¿Se puede vivir con dos amores y no sucumbir en el intento? Fernando Castro es uno de los que asegura que sí. Y si él lo dice, es ley. Reconocido abogado, es también uno de los DJ’s que marcaron el San Juan de los gloriosos ’80, junto a Atencio, Salvaje Quiroga o Yañez -entre otros-, con quienes volvió a reunirse el pasado Año Nuevo, en una fiesta pública tendrá su bis el mes próximo, con el Carnaval’s Dancing, donde una vez más despuntarán el vicio de sacarle viruta a los vinilos. Penalista (es querellante en los juicios por delitos de lesa humanidad) y conductor de su propio programa radial hace más de una década (Un siglo de música, en Light FM), es además un ávido coleccionista de discos, con una de las discotecas más frondosas de estos pagos. Si bien ya perdió la cuenta, calcula que hay más de 5 mil piezas en esas habitaciones atestadas, pero prolijamente ordenadas, que mantiene en su casa y en la paterna; varias de ellas verdaderas joyitas. Pero el valor no sólo está definido por el precio o la rareza de algunas placas (como una de las pocas que salieron con dos surcos del mismo lado o los ya históricos laser-disc), sino también por el valor afectivo y los recuerdos que revive cada vez que la púa acaricia el sonoro plástico. De hecho, si hay un criterio de selección que hilvana esas cajas, armarios y escritorios atiborrados de discos (más allá de su confesa preferencia por la música negra, "un canto a la vida’, define), es que esas músicas lo transportan a momentos que han marcado su medio siglo de vida.

"Cada disco es especial. Por ejemplo, Discoteque (Special Sounds) lo compré un mes antes del terremoto del ’77 y es el que escuchábamos todas la noches en la puerta, con los amigos, amortiguando el temor a las réplicas. Creo que con los discos trato de reconstruir mi época, independientemente del género", cuenta a DIARIO DE CUYO este fanático de los vinilos -"por su calidad de sonido incomparable", dirá- y de las piezas originales, como ese long play de Woodstock editado en los ’80, el Live in Río de Queen o el álbum de Titanes en el Ring, tres de sus tesoros.

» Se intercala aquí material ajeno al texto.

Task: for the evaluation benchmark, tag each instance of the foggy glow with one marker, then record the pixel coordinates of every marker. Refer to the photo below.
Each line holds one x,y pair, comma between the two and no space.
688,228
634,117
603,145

Hoy dueño de colecciones completas de glorias como Creedence, Gloria Gaynor, Dire Straits, Donna Summer, Queen o Beatles (a quienes luce en su remera en el momento de la nota), algunas en distintas versiones y formatos (como la de Pink Floyd, en vinilo y compacto), Castro se inició en este mundo cuando rondaba los 13 años y ponía música en fiestas familiares o en aquellos memorables "asaltos". Hobby que, reflexiona, heredó de su padre, Abelino (conocido como "el poeta de los pueblos"), quien, dueño de uno de los pocos aparatos que había entonces en la provincia, también oficiaba de disc jockey en los años ’50, con temas de Palito Ortega, Pérez Prado o el Club del Clan.

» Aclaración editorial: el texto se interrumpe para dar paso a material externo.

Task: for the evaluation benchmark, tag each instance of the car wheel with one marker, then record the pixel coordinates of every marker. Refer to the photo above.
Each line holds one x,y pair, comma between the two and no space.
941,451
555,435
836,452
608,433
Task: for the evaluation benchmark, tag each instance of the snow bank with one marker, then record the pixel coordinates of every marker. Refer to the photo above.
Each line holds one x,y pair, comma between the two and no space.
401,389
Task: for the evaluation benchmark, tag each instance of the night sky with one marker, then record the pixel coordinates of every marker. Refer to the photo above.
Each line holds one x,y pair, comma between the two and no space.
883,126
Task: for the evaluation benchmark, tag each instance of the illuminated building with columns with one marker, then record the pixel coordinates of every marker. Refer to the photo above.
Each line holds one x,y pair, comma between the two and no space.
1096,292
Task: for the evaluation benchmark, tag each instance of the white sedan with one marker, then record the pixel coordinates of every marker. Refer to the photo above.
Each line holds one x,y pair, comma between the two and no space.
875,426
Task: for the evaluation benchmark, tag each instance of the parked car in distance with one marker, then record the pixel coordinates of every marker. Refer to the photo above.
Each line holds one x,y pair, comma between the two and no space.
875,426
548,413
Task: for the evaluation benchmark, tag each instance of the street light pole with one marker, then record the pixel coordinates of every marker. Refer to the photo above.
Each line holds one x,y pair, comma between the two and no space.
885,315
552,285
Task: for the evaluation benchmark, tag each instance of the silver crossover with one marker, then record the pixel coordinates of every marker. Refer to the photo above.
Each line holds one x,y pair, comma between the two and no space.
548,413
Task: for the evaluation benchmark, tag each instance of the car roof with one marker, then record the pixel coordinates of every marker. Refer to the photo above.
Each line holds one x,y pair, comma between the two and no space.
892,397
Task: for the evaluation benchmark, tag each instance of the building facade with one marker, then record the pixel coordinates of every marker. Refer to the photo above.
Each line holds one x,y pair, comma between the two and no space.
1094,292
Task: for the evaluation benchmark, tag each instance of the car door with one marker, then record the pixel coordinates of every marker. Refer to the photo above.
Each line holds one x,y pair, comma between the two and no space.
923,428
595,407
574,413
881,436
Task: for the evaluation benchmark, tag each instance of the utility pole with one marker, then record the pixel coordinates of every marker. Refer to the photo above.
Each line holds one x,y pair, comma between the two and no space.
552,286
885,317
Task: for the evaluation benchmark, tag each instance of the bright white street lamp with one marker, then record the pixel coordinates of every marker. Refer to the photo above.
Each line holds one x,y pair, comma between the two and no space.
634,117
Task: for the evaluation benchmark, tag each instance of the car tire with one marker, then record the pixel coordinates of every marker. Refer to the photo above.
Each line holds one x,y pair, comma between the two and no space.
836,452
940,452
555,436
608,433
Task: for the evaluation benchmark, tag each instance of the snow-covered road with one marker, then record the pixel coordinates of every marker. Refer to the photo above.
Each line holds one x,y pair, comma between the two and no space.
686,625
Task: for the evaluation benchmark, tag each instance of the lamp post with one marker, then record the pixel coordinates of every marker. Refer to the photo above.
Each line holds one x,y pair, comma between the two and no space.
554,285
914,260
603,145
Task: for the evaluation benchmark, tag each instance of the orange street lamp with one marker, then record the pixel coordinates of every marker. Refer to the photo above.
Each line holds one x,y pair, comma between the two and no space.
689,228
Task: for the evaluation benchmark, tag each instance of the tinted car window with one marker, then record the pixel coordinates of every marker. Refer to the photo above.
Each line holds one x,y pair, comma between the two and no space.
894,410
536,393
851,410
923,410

Fue en los ’70 cuando Fernando (que también deglute voraz historias y biografías afines) comenzó a adquirir algunos de los vinilos que conserva en perfecto estado, y que todos los que lo conocen lo saben, no presta. Con ellos armaba sus propios compilados en una grabadora de CD’s, que luego llevaba a las fiestas. Práctica por la que sus amigos lo bautizaron Pirata Morgan, apodo con el que se haría conocido en el ruedo vernáculo. Un escenario del que se alejó un tiempo para hacer su carrera y que retomó en los ’90, "ejerciendo el derecho y tratando de disfrutar la veta discjockeril".

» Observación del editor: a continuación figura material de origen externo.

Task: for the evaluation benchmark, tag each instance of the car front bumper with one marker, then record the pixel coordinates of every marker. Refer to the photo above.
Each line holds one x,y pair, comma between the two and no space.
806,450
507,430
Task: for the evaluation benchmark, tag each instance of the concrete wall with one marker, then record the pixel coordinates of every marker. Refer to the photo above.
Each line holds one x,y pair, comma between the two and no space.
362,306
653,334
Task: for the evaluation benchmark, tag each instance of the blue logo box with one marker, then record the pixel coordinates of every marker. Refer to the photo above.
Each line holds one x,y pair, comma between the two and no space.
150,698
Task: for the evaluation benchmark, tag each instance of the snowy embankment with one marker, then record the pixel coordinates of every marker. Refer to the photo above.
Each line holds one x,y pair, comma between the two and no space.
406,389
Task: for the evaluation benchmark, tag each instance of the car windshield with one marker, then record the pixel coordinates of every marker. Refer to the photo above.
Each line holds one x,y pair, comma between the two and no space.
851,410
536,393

"La felicidad que no tengo en mi profesión, por la rama que ejerzo, la tengo en la música. Si bien ser abogado me dio muchas satisfacciones, porque me gusta y con eso conocí otros países e incluso pude comprar más discos; es la música lo que me ayuda a seguir. Cuando pongo música estoy en otro mundo. Me siento feliz’, confiesa.